In short; We start with a 15 minute intake talk to learn more about your
business, based on the AIDA sales funnel we define your goals, create the
ideas, create your design and test the new ideas and report on that.

Any feedback is welcome as I am looking to improve.

Cheers, Ely

\-----

Here is some more background information if you are interested:

Inspiration The main motivating factor was that I could not find an
interesting business that offers cheap and simplified solutions to improve
conversion. It always starts with expensive consulting, deep reporting and
long execution before getting results. I know it's a tricky business with a
wide range of tasks and tweaks but if you take the right approach there is a
way to offer good things for a lower price.
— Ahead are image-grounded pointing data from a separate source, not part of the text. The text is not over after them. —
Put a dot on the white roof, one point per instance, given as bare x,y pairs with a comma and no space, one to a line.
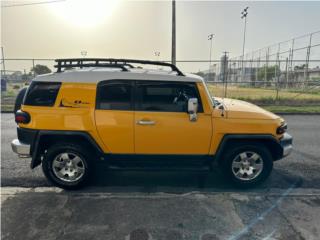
97,74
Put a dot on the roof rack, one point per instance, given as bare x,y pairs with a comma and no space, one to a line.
123,64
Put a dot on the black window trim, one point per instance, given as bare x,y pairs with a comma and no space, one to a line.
134,92
98,94
42,82
200,106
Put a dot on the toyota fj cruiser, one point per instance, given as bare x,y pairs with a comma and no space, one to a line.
115,112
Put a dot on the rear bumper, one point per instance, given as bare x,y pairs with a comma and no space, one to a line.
286,144
23,150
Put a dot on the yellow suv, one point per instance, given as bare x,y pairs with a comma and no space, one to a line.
113,111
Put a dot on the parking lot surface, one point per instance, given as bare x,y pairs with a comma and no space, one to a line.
166,205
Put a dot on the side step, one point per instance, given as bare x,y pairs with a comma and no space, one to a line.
161,168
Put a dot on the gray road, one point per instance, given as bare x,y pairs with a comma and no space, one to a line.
130,205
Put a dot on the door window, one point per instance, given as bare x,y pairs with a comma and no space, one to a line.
115,95
164,96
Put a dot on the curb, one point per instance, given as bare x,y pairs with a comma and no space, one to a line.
280,113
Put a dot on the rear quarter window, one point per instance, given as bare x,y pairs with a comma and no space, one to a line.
42,94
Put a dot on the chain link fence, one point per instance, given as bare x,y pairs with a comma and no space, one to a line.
286,73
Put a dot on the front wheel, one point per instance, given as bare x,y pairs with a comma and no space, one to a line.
66,166
248,165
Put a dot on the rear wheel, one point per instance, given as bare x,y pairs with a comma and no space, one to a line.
248,165
66,166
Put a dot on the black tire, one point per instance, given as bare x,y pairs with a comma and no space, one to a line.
71,149
19,99
230,156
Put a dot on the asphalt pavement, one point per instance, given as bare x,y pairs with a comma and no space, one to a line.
166,205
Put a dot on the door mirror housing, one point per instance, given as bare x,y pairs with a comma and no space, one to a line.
193,109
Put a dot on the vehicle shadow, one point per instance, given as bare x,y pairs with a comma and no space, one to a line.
181,182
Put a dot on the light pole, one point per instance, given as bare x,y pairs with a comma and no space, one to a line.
244,14
157,54
210,38
84,53
173,40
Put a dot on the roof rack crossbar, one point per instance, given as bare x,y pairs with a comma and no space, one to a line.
109,62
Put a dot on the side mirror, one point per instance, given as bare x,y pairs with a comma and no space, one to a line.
193,109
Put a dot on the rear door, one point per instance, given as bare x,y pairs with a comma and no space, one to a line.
114,115
162,125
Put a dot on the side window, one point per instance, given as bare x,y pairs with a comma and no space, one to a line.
115,95
42,94
164,96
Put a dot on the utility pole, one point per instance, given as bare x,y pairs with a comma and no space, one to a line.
244,14
157,54
3,63
210,37
173,46
225,72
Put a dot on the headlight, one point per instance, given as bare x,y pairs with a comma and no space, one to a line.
282,129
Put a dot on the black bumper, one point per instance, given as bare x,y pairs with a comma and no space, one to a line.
286,144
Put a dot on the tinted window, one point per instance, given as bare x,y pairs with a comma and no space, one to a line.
165,96
115,95
42,94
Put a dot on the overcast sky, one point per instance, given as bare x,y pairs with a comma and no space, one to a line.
135,29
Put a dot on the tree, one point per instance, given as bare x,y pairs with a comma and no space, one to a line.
40,69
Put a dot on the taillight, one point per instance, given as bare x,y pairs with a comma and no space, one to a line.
22,117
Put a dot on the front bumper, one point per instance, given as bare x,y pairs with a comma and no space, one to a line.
286,144
23,150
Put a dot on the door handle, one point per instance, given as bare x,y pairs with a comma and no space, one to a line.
146,122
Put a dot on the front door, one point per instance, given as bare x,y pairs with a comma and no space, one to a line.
162,125
114,115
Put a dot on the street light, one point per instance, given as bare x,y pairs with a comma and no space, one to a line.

Problem I used to work at companies that offer conversion rate optimization.
We had to refuse many smaller customers because our prices were too high. We
could not lower our prices or offer a custom price because of the workload we
had when using our processes to improve their websites. Small businesses and
start-ups often need to search on Google to find solutions on how to fix their
landing page to generate more conversion. There is a ton of tools out there
but not everyone has the know-how how to use them or even execute the results.

Solution I put a lot of effort and time into this service to come up with a
way to offer 3 types of solutions for small prices and give a big return.